A falta de criação de leis próprias para as necessidades brasileiras se deve em grande parte à natureza do processo legislativo, Boa parte da legislação brasileira foi esboçada por destacados juristas em uma atmosfera bastante deslocada da clamorosa justaposição de grupos de interesses. Os juristas têm, tipicamente, consultado as várias soluções para determinado problema no exterior, e tentado escolher uma que, através de uma proposição abstrata, pareça ser a melhor. Raramente se preocupa uma norma que cristalize os costumes e a prática cotidiana ou se realiza uma pesquisa empírica sobre a natureza peculiarmente brasileira do problema econômico, social político ou administrativo em pauta. Disputas entre juristas e professores sobre a norma a ser adotada são freqüentes, mas são, tipicamente, disputas técnicas e doutrinárias.
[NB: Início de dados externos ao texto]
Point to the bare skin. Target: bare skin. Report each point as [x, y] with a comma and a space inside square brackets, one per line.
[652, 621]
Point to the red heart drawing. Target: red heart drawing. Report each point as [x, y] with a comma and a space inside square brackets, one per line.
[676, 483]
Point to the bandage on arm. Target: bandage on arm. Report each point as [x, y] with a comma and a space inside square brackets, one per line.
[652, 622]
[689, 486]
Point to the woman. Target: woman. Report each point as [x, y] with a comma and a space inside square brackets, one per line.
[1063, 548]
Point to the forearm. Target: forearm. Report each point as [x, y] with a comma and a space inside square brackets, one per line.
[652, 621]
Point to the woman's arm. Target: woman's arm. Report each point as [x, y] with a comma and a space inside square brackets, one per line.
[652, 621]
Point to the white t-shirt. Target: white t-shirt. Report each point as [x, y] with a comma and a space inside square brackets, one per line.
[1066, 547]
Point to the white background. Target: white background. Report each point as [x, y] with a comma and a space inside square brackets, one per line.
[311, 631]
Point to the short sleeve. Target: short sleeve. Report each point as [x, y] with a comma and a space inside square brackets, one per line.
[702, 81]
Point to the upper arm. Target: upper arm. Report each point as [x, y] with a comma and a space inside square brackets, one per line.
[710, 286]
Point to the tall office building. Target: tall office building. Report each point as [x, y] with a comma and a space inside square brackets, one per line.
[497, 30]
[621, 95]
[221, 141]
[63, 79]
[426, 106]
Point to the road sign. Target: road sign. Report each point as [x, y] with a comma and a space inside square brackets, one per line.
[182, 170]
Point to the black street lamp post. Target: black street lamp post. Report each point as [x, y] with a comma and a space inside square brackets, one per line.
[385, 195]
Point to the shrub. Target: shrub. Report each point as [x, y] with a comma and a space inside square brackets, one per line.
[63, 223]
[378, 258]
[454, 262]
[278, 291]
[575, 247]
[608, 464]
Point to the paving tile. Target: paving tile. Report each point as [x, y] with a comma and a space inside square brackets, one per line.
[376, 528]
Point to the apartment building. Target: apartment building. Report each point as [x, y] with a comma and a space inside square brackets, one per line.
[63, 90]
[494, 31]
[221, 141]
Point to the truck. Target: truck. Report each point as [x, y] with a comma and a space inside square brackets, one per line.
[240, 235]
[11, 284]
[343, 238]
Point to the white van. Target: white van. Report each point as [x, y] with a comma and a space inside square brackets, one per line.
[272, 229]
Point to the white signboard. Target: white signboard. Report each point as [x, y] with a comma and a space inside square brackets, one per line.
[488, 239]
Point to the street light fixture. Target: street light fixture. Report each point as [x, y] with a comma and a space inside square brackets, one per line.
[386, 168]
O produto final desse processo tem sido uma legislação de padrões idealizados de comportamento, continuando, assim, uma tradição secular que começou com a adoção do Direito Romano pelos portugueses.

Desta forma, vê-se que o paternalismo, o legalismo e o formalismo, que caracterizaram a cultura jurídica brasileira contribuíram para gerar, ao lado da formação deturpada do corpo de magistrados e funcionários da justiça no Brasil, um cenário de crise e de ineficiência, de descrédito e afastamento por parte da sociedade civil e por utilização malévola por parte de quem aufere benefícios com esse quadro, porquanto se coloca em posição de imune às conseqüências do descumprimento de suas obrigações para com a sociedade em geral e particularmente com àqueles com quem formula contrato.